The pain started to ease back to a more manageable level at the start of December but it was still there and I still couldn’t do very much because it came and went when it felt like it and there was still bleeding. I cried a lot in December because this year we did no family Christmas activities and had to cancel all of our family plans and I felt awful for the kids because we’ve always tried to teach them that Christmas is about family so we always have a busy calendar in December!
My initial month’s sicknote was extended a good few times but when I went back in January I’d decided that enough was enough and I was going to start 2017 positively and that I was ready to go back to work. Looking back, I probably should have taken the extra sicknote as January exhausted me but here we are in February and I feel like I’m making progress.
I had no clue the impact that having hemorrhoids would have on my life and certainly no idea of the pain I would go through after the hemorrhoidectomy. If I had my time over, I’m not sure if I’d say yes to the operation or learn to manage the pain I was going through before.
I don’t want to scare people who are considering a hemorrhoidectomy but I do think that people should be aware that this is not just a small operation – far from it. My specialist and my GP both glossed over the facts of how long I could be in pain for and gave me best case scenarios when I spoke to them before the operation – they said that I would ‘probably’ only be off work for a few weeks and I was in no way mentally prepared for everything I was about to go through.

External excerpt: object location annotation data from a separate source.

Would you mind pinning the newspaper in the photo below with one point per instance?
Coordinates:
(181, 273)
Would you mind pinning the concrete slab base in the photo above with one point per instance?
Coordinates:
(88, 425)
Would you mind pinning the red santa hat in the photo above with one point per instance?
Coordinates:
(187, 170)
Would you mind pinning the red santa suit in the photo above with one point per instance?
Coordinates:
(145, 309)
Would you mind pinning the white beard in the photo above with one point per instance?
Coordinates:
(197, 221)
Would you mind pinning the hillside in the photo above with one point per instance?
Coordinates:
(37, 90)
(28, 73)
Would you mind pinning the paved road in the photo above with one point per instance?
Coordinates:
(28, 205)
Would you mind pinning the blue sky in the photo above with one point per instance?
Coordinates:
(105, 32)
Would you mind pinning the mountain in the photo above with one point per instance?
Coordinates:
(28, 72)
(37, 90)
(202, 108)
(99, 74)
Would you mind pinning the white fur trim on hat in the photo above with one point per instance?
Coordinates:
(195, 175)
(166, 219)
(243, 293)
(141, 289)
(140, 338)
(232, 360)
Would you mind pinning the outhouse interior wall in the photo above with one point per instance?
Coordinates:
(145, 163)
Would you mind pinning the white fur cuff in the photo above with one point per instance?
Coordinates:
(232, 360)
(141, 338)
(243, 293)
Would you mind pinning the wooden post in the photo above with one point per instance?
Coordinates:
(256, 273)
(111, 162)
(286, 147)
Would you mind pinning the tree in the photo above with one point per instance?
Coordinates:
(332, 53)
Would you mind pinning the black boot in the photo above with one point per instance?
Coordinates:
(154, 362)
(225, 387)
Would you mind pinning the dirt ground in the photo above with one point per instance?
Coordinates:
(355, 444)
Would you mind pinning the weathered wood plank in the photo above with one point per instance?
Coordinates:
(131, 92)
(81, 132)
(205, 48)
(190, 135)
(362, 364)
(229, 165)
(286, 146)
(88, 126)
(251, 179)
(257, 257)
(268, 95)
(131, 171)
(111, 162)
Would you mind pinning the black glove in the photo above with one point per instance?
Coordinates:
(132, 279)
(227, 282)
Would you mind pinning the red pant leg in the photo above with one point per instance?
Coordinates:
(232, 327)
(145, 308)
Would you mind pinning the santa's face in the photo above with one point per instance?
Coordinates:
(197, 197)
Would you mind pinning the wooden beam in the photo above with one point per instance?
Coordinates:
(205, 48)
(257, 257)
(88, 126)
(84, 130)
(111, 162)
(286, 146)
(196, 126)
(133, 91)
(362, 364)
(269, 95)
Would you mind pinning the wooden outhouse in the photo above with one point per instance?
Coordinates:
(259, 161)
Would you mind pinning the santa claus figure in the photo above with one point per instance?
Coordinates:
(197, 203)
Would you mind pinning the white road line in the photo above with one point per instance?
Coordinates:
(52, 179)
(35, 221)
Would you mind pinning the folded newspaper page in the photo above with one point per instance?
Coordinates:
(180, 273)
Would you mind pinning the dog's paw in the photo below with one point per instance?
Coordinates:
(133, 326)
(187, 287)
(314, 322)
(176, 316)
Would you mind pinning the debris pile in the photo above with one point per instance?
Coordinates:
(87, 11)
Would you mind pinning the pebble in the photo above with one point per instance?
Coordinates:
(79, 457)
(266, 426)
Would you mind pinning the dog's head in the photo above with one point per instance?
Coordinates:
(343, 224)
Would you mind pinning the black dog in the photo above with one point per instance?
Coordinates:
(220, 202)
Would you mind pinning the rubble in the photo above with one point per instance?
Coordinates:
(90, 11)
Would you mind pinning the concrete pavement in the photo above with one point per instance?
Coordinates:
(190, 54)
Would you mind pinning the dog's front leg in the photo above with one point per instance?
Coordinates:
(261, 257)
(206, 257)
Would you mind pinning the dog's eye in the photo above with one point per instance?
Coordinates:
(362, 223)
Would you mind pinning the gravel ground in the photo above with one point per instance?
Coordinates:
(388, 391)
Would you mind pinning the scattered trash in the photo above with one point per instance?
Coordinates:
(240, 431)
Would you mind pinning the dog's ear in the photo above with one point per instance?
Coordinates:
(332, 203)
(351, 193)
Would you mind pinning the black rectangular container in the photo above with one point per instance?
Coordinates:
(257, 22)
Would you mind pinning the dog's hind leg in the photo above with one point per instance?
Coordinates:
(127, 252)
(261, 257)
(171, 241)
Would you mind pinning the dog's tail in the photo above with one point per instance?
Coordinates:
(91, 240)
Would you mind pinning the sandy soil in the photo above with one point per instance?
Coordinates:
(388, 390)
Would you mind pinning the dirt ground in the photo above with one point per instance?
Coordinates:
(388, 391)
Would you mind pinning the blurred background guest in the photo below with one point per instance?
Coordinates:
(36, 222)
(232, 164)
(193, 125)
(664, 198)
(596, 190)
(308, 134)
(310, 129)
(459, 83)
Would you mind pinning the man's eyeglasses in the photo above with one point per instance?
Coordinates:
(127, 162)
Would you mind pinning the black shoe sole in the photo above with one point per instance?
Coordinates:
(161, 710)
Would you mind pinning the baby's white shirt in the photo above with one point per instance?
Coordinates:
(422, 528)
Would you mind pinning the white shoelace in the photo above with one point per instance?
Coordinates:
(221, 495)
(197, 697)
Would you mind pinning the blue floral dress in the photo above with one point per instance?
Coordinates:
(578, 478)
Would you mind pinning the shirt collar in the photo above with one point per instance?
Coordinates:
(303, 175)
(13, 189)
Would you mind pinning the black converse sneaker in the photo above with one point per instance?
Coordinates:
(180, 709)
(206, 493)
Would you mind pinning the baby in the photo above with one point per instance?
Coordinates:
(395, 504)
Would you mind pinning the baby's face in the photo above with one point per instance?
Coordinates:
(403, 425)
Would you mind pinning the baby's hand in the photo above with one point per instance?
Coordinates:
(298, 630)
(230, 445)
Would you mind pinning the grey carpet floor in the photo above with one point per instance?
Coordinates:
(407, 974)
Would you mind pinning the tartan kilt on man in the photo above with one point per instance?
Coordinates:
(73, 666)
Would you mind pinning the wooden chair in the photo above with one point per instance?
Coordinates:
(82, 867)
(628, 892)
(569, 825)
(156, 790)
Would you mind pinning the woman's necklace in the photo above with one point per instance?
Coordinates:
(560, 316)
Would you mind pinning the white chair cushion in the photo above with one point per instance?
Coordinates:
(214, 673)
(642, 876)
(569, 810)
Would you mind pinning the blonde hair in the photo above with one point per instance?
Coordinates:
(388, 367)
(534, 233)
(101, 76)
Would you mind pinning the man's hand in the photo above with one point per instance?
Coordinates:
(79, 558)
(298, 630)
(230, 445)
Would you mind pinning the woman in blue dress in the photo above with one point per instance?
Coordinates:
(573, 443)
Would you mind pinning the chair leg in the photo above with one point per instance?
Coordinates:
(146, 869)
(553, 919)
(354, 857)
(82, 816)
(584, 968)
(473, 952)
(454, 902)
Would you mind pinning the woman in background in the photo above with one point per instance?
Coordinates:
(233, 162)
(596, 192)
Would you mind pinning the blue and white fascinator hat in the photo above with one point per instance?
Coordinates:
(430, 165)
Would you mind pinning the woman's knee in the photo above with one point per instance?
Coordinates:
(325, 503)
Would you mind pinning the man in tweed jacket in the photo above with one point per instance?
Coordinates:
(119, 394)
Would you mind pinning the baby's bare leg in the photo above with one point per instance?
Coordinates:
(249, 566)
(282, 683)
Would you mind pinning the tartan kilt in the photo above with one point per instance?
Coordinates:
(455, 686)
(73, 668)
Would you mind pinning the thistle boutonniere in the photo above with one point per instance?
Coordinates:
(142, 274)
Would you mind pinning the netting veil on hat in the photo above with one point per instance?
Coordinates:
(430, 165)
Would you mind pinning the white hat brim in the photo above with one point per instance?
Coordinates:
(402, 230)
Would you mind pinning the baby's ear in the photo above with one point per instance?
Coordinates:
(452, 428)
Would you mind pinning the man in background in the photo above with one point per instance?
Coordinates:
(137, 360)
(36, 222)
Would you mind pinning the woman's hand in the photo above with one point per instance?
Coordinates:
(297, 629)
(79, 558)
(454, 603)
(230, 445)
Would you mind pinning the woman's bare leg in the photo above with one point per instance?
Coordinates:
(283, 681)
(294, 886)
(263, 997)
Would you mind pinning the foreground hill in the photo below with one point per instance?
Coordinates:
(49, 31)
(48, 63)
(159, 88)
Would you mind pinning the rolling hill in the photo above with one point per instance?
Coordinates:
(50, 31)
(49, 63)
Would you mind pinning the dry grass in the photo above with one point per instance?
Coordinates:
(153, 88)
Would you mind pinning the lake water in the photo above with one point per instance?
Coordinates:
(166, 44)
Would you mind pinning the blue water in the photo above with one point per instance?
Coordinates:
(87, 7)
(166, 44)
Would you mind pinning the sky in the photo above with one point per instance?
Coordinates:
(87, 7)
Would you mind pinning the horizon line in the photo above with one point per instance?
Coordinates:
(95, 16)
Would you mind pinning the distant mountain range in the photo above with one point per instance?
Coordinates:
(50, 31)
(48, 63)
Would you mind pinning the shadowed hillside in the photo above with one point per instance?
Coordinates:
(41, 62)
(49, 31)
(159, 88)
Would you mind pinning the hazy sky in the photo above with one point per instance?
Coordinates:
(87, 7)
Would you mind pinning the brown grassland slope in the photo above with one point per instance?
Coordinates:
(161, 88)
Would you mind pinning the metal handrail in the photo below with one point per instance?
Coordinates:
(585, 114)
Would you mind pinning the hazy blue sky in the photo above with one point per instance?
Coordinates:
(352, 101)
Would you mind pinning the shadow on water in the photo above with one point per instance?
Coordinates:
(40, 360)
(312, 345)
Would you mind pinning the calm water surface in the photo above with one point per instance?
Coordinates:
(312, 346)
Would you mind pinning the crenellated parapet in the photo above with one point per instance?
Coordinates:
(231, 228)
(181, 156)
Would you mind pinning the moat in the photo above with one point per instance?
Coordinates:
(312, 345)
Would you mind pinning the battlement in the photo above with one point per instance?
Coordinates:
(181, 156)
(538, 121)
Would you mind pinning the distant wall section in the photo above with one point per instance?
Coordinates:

Not everyone will have the same experience as I did although a quick Google (after my op – if I’d read it before things may have been different) suggests that a lot more people do than you might think and I just think that I might have chosen differently if I’d known. Everyone I’ve talked about this says I did the right thing because a few months pain is worth the pain free future that I should now have. I’m not convinced though.
If you’ve got a personal experience of a hemorrhoidectomy then I’d love you to share it in the comments, even just a brief summary so anyone landing here looking to get an idea of what the post-op experience is getting more of a balanced view. I’m sure there are lots of people who recovered well and were back to work within the first few weeks and I’d love to hear from you.
(If you’re wondering how I managed to blog through it all as I was still posting when I was ill – I didn’t! I spent the month before my op frantically scheduling posts in advance.)